Do you have smart customers or dumb customers, and what does the answer say about your business. I assume my customers are smart and work hard at making them smarter, because that way they'll understand what I'm saying about their wants and how those will be met by my offer. It's true not everybody wants to listen, but that's better than me exploiting what they don't know.
In this article Seth Godin explains as simply as can be that in any market a vendor working on making customers smarter changes the rules and the point of competition.
Betting on smarter (or betting on dumber)
Marketers fall into one of two categories:
A few benefit when they make their customers smarter. The more the people they sell to know, the more informed, inquisitive, free-thinking and alert they are, the better they do.

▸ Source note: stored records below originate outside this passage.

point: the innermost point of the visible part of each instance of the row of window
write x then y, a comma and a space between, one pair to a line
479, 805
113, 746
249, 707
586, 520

And most benefit when they work to make their customers dumber. The less they know about options, the easier they are to manipulate, the more helpless they are, the better they do.
Tim O'Reilly doesn't sell books. He sells smarts. The smarter the world gets, the better he does.

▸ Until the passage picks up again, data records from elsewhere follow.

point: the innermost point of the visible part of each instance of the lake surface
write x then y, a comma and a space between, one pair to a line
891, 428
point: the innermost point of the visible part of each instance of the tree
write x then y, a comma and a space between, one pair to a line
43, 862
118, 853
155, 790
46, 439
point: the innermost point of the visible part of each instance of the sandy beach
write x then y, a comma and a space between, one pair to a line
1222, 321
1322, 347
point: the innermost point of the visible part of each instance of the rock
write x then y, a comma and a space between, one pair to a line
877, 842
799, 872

The vast majority of marketers, though, take the opposite tack. Ask them for advice about their competitors, they turn away and say "I really wouldn"t know." Ask them for details about their suppliers, and they don't want to tell you. Ask them to show you a recipe for how to make what they make on your own, and "it's a trade secret." Their perfect customer is someone in a hurry, with plenty of money and not a lot of knowledge about their options.
You've already guessed the punchline-if just one player enters the field and works to make people smarter, the competition has a hard time responding with a dumbness offensive. They can obfuscate and run confusing ads, but sooner or later, the inevitability of information spreading works in favor of those that bet on it.